Same-store cash NOI growth is expected to be 3.5% to 4.5%. In Q&A, Scott said escalators are typically the largest driver of same-store growth—around 75% or more—and noted the company is averaging 3% or greater escalators on lease deals being signed. He also said the company expects retention in the 80% to 85% range and expects positive absorption, though he cautioned it may not match the more than 100-basis-point absorption experienced in 2025 given the portfolio is now around 92% occupied.
Gabbay said 2026 G&A is expected to be $43 million to $47 million. He also discussed refinancing assumptions, noting the company expects the $600 million bonds due in August to be refinanced mid-year with new bonds in the “low 5%” coupon area compared with the existing 3.5% coupon. He also highlighted a new $600 million commercial paper program intended to diversify capital sources and reduce interest costs versus the line of credit.

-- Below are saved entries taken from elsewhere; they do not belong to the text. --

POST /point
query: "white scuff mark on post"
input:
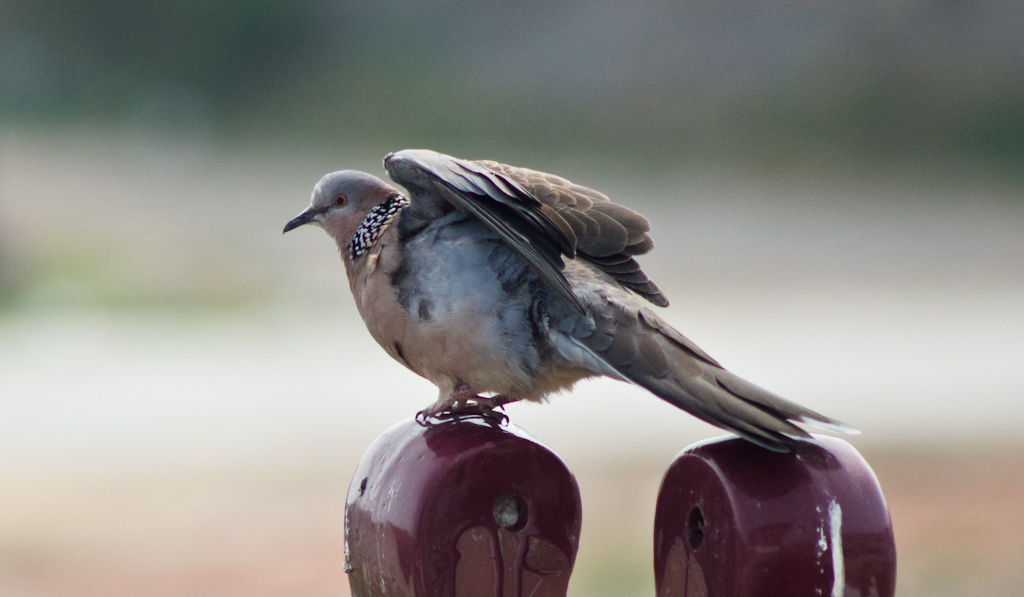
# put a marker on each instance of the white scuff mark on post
(836, 543)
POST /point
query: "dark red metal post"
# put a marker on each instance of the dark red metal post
(735, 520)
(461, 508)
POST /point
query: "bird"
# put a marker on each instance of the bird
(499, 284)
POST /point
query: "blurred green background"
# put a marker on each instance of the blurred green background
(836, 192)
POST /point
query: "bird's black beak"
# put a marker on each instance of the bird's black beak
(301, 219)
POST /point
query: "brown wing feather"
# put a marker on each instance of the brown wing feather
(606, 235)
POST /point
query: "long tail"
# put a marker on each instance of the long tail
(638, 346)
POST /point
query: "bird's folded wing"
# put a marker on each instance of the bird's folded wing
(543, 216)
(638, 346)
(531, 228)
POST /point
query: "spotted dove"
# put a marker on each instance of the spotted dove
(493, 280)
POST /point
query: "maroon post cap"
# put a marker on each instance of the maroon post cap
(736, 520)
(461, 508)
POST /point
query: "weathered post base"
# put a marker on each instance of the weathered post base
(463, 508)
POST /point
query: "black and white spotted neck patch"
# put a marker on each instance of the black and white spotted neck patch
(375, 224)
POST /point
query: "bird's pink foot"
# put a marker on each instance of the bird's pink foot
(465, 401)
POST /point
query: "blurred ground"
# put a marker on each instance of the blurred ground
(955, 512)
(184, 393)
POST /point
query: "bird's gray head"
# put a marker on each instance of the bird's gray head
(341, 202)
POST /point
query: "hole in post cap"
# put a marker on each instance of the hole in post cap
(510, 511)
(694, 527)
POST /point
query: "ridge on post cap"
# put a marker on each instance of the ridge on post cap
(733, 519)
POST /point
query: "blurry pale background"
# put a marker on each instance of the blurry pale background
(836, 190)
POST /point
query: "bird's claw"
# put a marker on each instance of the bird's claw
(469, 409)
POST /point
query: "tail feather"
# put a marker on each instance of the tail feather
(645, 350)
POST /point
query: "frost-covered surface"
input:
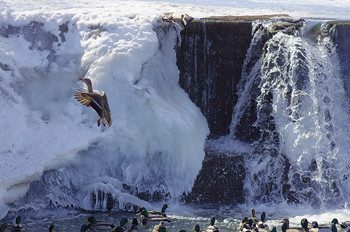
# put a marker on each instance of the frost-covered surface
(158, 135)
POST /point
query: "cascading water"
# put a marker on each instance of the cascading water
(70, 162)
(301, 123)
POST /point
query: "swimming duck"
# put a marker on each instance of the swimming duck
(253, 217)
(334, 223)
(134, 225)
(159, 228)
(212, 227)
(84, 228)
(100, 225)
(4, 227)
(197, 229)
(314, 227)
(262, 226)
(162, 212)
(52, 229)
(285, 226)
(95, 99)
(345, 224)
(122, 225)
(245, 224)
(152, 217)
(17, 227)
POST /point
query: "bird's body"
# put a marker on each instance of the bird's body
(285, 226)
(212, 227)
(152, 217)
(197, 229)
(159, 228)
(95, 99)
(345, 224)
(122, 225)
(134, 226)
(98, 225)
(52, 229)
(18, 227)
(4, 227)
(153, 213)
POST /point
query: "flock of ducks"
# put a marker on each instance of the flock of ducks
(251, 224)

Management expects leverage in the mid-5x net debt to EBITDA range for the full year.
On dispositions, Scott said guidance includes $175 million of sales, including approximately $70 million of deals carried over from the prior disposition plan, plus a $45 million loan repayment expected in late March. After those items, he said about $60 million of dispositions are baked into guidance, and noted the company may consider selling certain non-core, non-income producing assets such as land, while adding that “nothing is off the table” if it maximizes shareholder value.
About Healthcare Realty Trust (NYSE:HR)
Healthcare Realty Trust (NYSE: HR) is a real estate investment trust specializing in the ownership, acquisition and management of outpatient medical facilities. Headquartered in Nashville, Tennessee, the company’s portfolio is focused primarily on medical office buildings and outpatient healthcare properties that serve hospitals, health systems and other healthcare providers. Its business model centers on securing long-term, triple-net leases to generate stable income streams from a diversified tenant base.
The company’s properties are located across key metropolitan markets in the United States, including major healthcare hubs in the Southeast, Southwest and in select coastal regions.